半月板損傷

半月板損傷

早くも6月。先月5月は怒涛の膝痛患者の連続。 パンパンに腫れているものから、自分でもどこが痛いか分からないけど痛いと言うものまで。 どれも数カ月にわたり辛いと言う。

年配者もいるが、その患者の殆どが10代小中学生。 レントゲンを撮ってもMRIを撮っても特に目立った異常は無いと。 湿布と経過観察と言う放置プレイ。

大学病院などに行かずに、何でこんな場末の民間療法へ来るかと言うと、皆治らない事に不安であり、丁寧な質問・対応されない事に不満である。 我々民間療法にたずさわる者の第一の使命は、その不安で不満な気持ちに応える事。 医師の真似ごとなど、そもそも患者は望んではいない。

例えば半月板と言う組織。 膝関節のクッション的な役割だと思っているが実際はまるで違う。 そもそも半月板を損傷しても痛くは無い。 痛みを認識するポリモーダル受容器という侵害受容器が存在していないからだ。

だから当然脳は半月板を痛めたとしても、それを痛みとして認識できない。 だが他の神経受容器は沢山ある。 最大の役割は運動協調や筋緊張調節のための固有感覚を生み出す、いわばセンサーの塊なのだ。 仮に痛めてセンサー異常を脳に送ったとしても痛みでは無い為、何処が痛いと明確に自分の指でさせない。 むしろ指せるぐらい悪くなったら、そのセンサーエラーによって周囲の組織の動きの不具合が積み重なり、半月板以外の組織が傷んでいる証拠である。
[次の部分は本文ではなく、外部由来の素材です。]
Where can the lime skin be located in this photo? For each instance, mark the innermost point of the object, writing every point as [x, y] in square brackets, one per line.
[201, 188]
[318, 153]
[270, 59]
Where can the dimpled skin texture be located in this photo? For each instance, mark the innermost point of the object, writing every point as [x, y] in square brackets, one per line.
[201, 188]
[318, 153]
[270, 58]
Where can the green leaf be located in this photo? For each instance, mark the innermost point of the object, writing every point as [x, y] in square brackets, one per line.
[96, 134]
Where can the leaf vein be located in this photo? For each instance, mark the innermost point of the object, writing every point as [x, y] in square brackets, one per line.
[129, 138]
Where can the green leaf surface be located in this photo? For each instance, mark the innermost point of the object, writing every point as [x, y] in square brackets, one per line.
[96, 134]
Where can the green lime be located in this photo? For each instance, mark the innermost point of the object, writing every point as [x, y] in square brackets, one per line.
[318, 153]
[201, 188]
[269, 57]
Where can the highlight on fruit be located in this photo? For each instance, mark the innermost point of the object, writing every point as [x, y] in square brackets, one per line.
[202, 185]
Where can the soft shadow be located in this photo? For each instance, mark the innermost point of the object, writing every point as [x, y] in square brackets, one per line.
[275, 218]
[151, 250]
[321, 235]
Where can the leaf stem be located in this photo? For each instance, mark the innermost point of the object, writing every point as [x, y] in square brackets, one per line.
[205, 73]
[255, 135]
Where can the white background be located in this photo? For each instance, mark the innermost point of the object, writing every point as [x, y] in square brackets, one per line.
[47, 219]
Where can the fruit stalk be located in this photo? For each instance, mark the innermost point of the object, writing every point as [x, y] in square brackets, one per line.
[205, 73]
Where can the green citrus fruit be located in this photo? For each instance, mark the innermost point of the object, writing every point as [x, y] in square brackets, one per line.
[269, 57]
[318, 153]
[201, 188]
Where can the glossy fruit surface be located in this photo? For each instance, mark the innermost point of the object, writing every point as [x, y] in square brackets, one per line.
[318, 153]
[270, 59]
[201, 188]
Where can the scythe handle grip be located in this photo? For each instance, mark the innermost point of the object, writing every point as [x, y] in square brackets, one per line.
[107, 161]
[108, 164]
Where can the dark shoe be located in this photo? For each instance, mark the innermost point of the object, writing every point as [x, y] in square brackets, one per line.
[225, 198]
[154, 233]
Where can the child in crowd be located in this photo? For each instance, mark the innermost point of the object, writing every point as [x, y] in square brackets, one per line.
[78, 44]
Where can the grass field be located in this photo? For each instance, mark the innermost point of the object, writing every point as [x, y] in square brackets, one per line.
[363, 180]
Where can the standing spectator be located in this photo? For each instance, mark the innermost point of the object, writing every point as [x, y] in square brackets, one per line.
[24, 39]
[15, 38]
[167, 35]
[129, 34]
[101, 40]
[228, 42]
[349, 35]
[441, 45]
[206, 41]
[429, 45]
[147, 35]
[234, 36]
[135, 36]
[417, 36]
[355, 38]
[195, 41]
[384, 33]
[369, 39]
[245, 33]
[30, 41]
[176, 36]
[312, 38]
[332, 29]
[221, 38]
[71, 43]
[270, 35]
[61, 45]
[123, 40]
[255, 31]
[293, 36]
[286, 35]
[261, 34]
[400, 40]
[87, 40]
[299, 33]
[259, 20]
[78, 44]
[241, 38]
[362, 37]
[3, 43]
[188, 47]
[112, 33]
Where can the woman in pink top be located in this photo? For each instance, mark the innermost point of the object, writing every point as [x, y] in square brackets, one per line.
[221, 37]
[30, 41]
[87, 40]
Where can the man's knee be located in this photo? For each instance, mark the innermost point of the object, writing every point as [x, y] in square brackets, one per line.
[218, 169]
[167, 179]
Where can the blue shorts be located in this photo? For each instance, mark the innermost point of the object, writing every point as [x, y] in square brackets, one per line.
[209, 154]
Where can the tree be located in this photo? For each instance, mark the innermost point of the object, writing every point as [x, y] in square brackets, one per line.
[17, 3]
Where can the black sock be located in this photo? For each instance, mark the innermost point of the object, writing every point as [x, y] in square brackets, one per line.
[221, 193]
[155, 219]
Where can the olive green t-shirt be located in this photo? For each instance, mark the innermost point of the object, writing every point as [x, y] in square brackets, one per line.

基本、センサーエラーを無くすために動きの再学習を行わねばならぬ。 それをいつまでもサポーターなどをしていると日常で最低限の再学習も出来ず、長期にわたりその不具合を自ら長引かせるのだ。

異常が出る前、痛くなる前の対処。 痛みが無くなった後の再学習の為の対処。 必要なものが実際は数多く見逃がされてる事実に、治す側として不満で不安である。